Hernandez got off to a characteristically marvelous start; he allowed an Adam Eaton single to lead off the bottom of the first, but then retired the next nine White Sox to make it through the third unscathed. Quintana was even better, setting down nine straight without bothering to allow a single. Seattle was without baserunners until Robinson Cano's hit in the top of the fourth, whereas Chicago's next runner reached when Adam Dunn drew a two-out fourth-inning walk.
The Mariners mounted an actual threat in the fifth on two-out singles by Logan Morrison and Michael Saunders, but Brad Miller struck out with runners at the corners to end the inning. That muted rally looked like an offensive extravaganza compared to the next five half-innings, which were utterly bereft of baserunners.
A Morrison single and a Saunders walk to open the top of the eighth finally ended the drought; two outs later, the runners were at the corners, and Quintana was pulled for Jake Petricka, who coaxed a groundout from Endy Chavez to end the inning. The White Sox scored the game's first runs in the bottom of the inning on a Conor Gillaspie triple, a Dayan Viciedo double, a fielder's choice, and a sacrifice fly, and Hernandez was removed at the end of the inning facing a thoroughly undeserved 2-0 deficit (which is not exactly a fate to which he is unaccustomed).
Eric Surkamp walked Cano to open the top of the ninth and was pulled for Zach Putnam, who allowed a Corey Hart single. Kyle Seager's flyout moved Cano to third, and Mike Zunino's scored him, but the tying run remained at first with two away. Fortunately for the Mariners, the Morrison-Saunders section of the order was coming up again; both men singled to bring pinch runner Dustin Ackley around to the plate and even the score at 2. Yoervis Medina worked through some excitement in the home ninth (not really of his own making, as the mini-rally began with a Miller error), but kept the Sox from scoring and sent the game to extras.
Javy Guerra walked James Jones to open the tenth, and Cano singled him to third and stole second one out later.

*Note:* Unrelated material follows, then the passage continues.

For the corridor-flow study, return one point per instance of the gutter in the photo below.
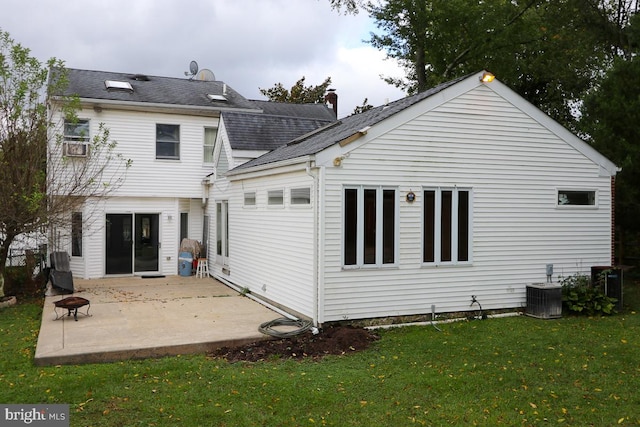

But an Ackley strikeout, a Seager intentional walk, and a Zunino popup combined to leave the bases loaded. Charlie Furbush and Danny Farquhar combined on a spotless bottom of the tenth, and Guerra and Farquhar allowed only a single between them in the eleventh. Ronald Belisario and Tom Wilhelmsen improved on even that performance, permitting a joint total of one hit while keeping each other's teams scoreless in both the twelfth and thirteenth.
Belisario remained on the mound for the top of the fourteenth. After Morrison struck out, Saunders singled and stole second, then came home with the go-ahead run on a Miller double. Fernando Rodney proceeded to retire the Sox in order in the bottom of the inning to end the game.
Most of the responsibility for the Mariner victory (on the hitting side, at least) comes from Michael Saunders, who had 3 hits and a walk, drove in the tying run in the ninth and scored the winner in the 14th. The resultant WPA of +.508 is the second-highest of his career to this point. But as you might expect in a 3-2, 14-inning game, the hitting was not the interesting side of things.
The pitching in this game can be broken down into four basic areas: Felix Hernandez, Mariner bullpen, Jose Quintana, and White Sox bullpen. Here are the component numbers for each:
Hernandez - 8 IP, 3 H, 1 BB, 8 K
Mariner pen - 6 IP, 1 H, 1 BB, 7 K
Quintana - 7.2 IP, 4 H, 1 BB, 10 K
Sox pen - 6.1 IP, 7 H, 3 BB, 3 K
Can you guess which part of which pitching staff ultimately carried the responsibility for the loss?